An appointment to the Ludwig Maximilians University in Munich to the chair for medieval history, which had been vacant since 1941, failed in February 1946 due to the denazification policy of the American military government. According to Peter Herde , Heimpel suppressed the actual reason for this failure and cited denominational motives as the cause: the “poison of the long outdated concordat professorships” concocted into a “black personnel policy” in which “the real motives were never open”. Heimpel saw "Catholic denominational politics or Bavarian particularism" emerge in Bavaria. But the two members of the appointment committee, Rudolf von Heckel and Heinrich Günter , who belonged to the Catholic Görres Society , stood up for Heimpel's first place.

Werner Heisenberg , a friend of Heimpel, wrote an exonerating opinion for Heimpel's denazification proceedings on May 23, 1946. “I know from many conversations that Mr. Heimpel has followed political developments in Germany with the greatest concern since 1933 and that the ideologies and slogans of the government at that time did not make the slightest positive impression on him. [...] In all cases that I know of, Mr. Heimpel has represented the cause of science and the cause of law against attacks by so-called ideology and violence. "

On August 25, 1949 Heimpel became a member of the Academy of Sciences and Literature Mainz . On October 1, 1949, he was appointed full professor for middle and modern history at the University of Göttingen. From 1946 to 1988 Heimpel belonged to the central management of the Monumenta Germaniae Historica and therefore for longer than anyone else. In December 1947 he became a member of the Göttingen Academy of Sciences .

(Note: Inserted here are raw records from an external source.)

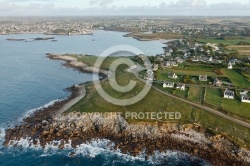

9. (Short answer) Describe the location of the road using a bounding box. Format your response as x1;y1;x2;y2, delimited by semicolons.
132;70;250;128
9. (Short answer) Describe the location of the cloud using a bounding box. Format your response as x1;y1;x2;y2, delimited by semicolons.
174;0;207;8
89;0;114;6
0;0;250;16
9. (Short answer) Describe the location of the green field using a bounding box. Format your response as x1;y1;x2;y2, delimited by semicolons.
205;88;250;119
205;88;222;108
196;38;250;45
222;99;250;119
222;69;250;89
187;86;203;103
157;68;223;77
65;54;250;147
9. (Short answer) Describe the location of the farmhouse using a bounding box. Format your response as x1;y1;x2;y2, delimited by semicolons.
241;95;250;103
227;62;233;70
163;82;174;88
199;75;207;81
153;64;159;71
214;78;222;86
168;72;178;79
176;83;186;91
224;89;234;99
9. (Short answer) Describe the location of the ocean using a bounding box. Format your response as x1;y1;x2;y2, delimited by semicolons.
0;31;206;166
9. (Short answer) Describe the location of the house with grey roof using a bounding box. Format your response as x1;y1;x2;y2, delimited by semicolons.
224;89;234;99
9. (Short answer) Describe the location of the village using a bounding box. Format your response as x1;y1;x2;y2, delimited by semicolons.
139;39;250;122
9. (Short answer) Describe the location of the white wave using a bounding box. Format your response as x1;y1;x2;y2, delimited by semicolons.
0;128;5;148
18;99;62;122
171;130;211;143
3;138;206;165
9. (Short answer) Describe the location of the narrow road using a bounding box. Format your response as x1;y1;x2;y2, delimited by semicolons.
135;71;250;128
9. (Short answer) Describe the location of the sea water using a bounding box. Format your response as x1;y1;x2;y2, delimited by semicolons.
0;31;205;166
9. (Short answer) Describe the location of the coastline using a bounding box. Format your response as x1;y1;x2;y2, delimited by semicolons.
4;54;250;165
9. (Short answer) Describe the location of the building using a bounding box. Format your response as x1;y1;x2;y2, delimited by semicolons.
163;82;174;88
168;72;178;79
241;95;250;103
153;64;159;71
176;83;186;91
240;90;250;103
199;75;207;81
214;77;222;86
224;89;234;99
227;62;233;70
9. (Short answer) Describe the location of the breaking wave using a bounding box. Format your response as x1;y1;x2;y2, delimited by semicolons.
2;138;208;165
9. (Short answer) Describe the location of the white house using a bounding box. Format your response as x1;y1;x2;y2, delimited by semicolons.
199;75;207;81
168;72;178;79
241;95;250;103
153;64;159;71
176;84;186;91
224;89;234;99
163;82;174;88
227;62;233;70
214;78;222;86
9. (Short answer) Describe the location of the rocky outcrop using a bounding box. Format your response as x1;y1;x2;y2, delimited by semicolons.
5;109;249;165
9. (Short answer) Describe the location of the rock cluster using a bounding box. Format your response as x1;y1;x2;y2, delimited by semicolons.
5;107;249;165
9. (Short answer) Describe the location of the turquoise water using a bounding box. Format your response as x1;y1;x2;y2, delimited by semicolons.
0;31;207;166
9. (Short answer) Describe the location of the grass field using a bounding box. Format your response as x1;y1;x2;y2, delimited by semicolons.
205;88;222;108
205;88;250;119
197;38;250;45
187;86;203;103
227;45;250;55
129;33;183;40
222;99;250;119
222;69;250;89
157;68;223;80
65;57;250;147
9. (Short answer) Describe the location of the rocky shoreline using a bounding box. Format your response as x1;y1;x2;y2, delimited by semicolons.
4;54;250;166
4;109;249;165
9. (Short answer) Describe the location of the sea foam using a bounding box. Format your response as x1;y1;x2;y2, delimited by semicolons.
18;99;63;122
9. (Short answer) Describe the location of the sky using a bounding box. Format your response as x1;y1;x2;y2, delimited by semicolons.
0;0;250;16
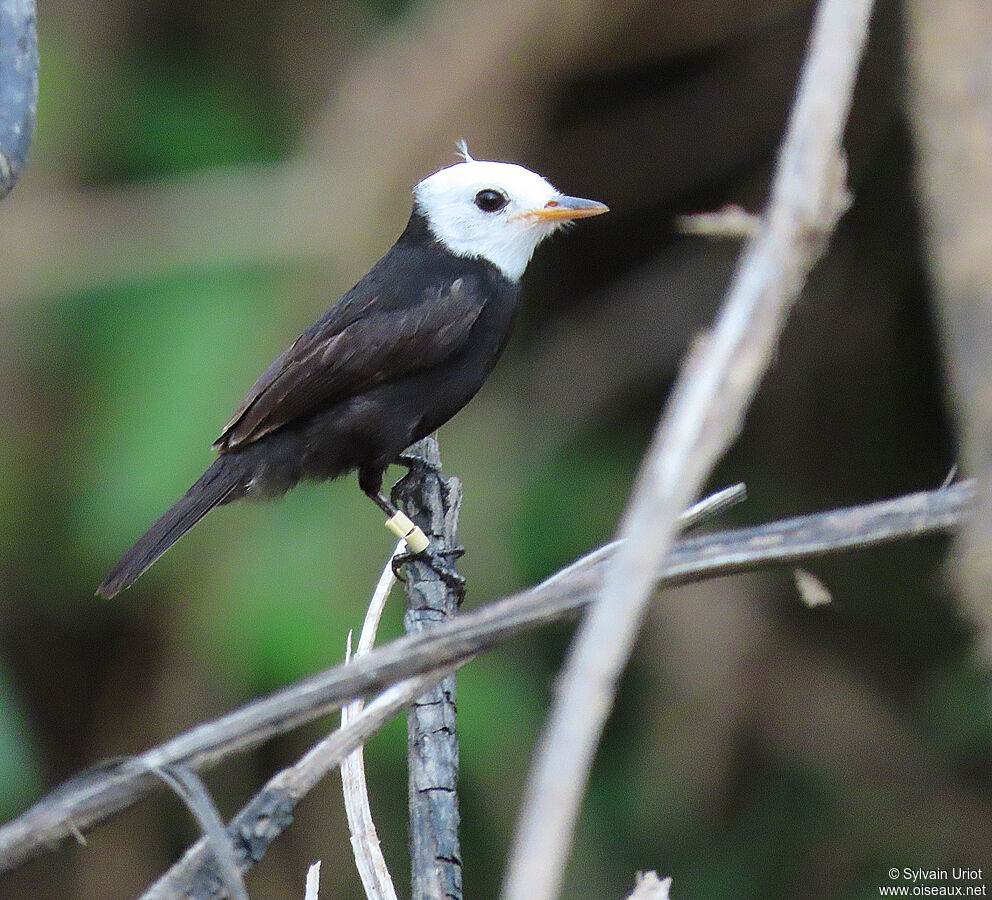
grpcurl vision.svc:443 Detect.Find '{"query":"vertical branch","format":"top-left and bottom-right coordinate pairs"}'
top-left (0, 0), bottom-right (38, 200)
top-left (393, 438), bottom-right (463, 900)
top-left (907, 0), bottom-right (992, 660)
top-left (503, 0), bottom-right (872, 900)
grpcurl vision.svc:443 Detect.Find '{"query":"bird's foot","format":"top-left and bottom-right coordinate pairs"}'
top-left (392, 546), bottom-right (465, 605)
top-left (396, 452), bottom-right (441, 475)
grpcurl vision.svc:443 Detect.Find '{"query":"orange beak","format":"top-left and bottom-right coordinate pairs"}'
top-left (514, 194), bottom-right (610, 222)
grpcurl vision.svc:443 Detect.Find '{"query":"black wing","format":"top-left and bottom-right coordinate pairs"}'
top-left (214, 276), bottom-right (485, 452)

In the second half of the 1950s Heimpel and his colleague Percy Ernst Schramm made the historical seminar in Göttingen one of the most respected centers of historical studies in Germany. In the following years a number of titles and offices were added. He was one in 1948 with Gerhard Ritter, Hermann Aubin and Herbert Grundmann of the founding committee of the company founded in 1949 in Munich in the first German Historians after the war German Historians Association . Ritter was elected chairman and Heimpel became secretary. As one of eight delegates from the German Association of Historians, he took part in the first post-war International Historians' Day in Paris in 1950. In the winter semester of 1953/54 he took over the rectorate of the University of Göttingen. He was also elected President of the West German Rectors' Conference in 1953 . Heimpel was also Vice President of the German Research Foundation .

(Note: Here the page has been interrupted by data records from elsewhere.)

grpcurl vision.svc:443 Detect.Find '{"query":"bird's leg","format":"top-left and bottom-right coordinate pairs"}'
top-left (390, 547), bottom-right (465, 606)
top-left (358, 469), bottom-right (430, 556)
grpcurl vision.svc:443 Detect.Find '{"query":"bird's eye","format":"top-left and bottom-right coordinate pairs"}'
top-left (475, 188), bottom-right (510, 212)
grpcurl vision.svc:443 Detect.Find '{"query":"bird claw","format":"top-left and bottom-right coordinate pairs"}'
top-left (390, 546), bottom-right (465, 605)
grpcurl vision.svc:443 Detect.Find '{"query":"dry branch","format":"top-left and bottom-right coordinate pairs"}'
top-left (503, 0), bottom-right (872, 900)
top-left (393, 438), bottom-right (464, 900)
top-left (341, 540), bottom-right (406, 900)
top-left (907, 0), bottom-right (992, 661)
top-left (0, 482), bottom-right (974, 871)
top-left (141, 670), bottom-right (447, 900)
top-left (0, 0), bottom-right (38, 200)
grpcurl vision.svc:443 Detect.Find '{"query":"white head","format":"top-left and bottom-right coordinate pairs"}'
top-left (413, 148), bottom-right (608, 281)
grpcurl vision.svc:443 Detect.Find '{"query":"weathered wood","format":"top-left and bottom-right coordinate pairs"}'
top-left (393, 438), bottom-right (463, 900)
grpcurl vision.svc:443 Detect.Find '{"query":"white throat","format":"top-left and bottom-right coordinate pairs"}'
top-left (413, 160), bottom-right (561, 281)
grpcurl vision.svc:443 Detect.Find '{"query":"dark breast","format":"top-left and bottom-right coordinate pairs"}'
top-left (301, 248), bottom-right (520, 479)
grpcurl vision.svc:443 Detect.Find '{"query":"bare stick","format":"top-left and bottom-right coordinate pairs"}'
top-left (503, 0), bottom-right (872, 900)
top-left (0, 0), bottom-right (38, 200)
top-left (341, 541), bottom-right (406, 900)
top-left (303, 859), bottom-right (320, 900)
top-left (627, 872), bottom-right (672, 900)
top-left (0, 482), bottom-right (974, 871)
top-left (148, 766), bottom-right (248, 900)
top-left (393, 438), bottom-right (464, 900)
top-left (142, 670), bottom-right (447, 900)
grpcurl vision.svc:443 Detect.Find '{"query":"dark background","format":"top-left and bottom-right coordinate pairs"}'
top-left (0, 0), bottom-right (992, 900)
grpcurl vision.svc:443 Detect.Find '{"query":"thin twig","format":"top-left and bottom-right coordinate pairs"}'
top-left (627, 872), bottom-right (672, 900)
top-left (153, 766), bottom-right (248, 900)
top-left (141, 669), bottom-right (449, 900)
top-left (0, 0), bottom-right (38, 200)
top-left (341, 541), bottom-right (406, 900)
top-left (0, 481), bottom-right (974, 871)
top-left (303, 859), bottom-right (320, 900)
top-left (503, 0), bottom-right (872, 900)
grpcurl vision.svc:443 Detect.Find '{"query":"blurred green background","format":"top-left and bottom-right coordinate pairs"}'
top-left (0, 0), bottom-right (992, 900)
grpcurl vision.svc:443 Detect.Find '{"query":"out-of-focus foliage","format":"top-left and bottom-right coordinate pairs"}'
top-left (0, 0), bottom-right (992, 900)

In 1957 Heimpel became the first director of the Max Planck Institute for History in Göttingen , which he headed until 1971. With the founding, Heimpel wanted to build on the Kaiser Wilhelm Institute for History founded by Paul Fridolin Kehr in 1917 and closed in 1944 .

Theodor Heuss (1953)

Heimpel maintained close contact with Federal President Theodor Heuss . With Heuss and the FAZ co-editor Benno Reifenberg , he edited the five-volume work The Great Germans . In 1957/58 he was in talks to succeed Heuss in the office of Federal President , although he was not partisan, but he turned down a candidacy in October 1958. One reason for this was the “Schlueter Affair”. The new Minister of Education of Lower Saxony Leonhard Schlueter had to resign after a few days in 1955 due to protests, mainly from several Göttingen professors, the university management and students against the publication of works by prominent Nazi authors in his Göttingen publishing house. Heimpel also supported the protest. Schlueter later published a pamphlet that also contained some incriminating statements about Heimpel's Nazi past. Heimpel said in a letter to Heuss that revealing his past “will not scare him and it will not deter him” from striving for a candidacy, but he feared that the office of president could be damaged “in an undesirable way”. As a further reason for a rejection of the candidacy, he cited his numerous scientific offices and functions; he indicated that as a scientist, politics was ultimately alien to him. Heimpel also refrained from taking on a Bundestag mandate for the social democratic member of the Bundestag Adolf Arndt , because he wanted to concentrate on his work as director of the Max Planck Institute for History. From 1958 to 1962 he was a member of the board of trustees of the Friedrich Naumann Foundation for Freedom .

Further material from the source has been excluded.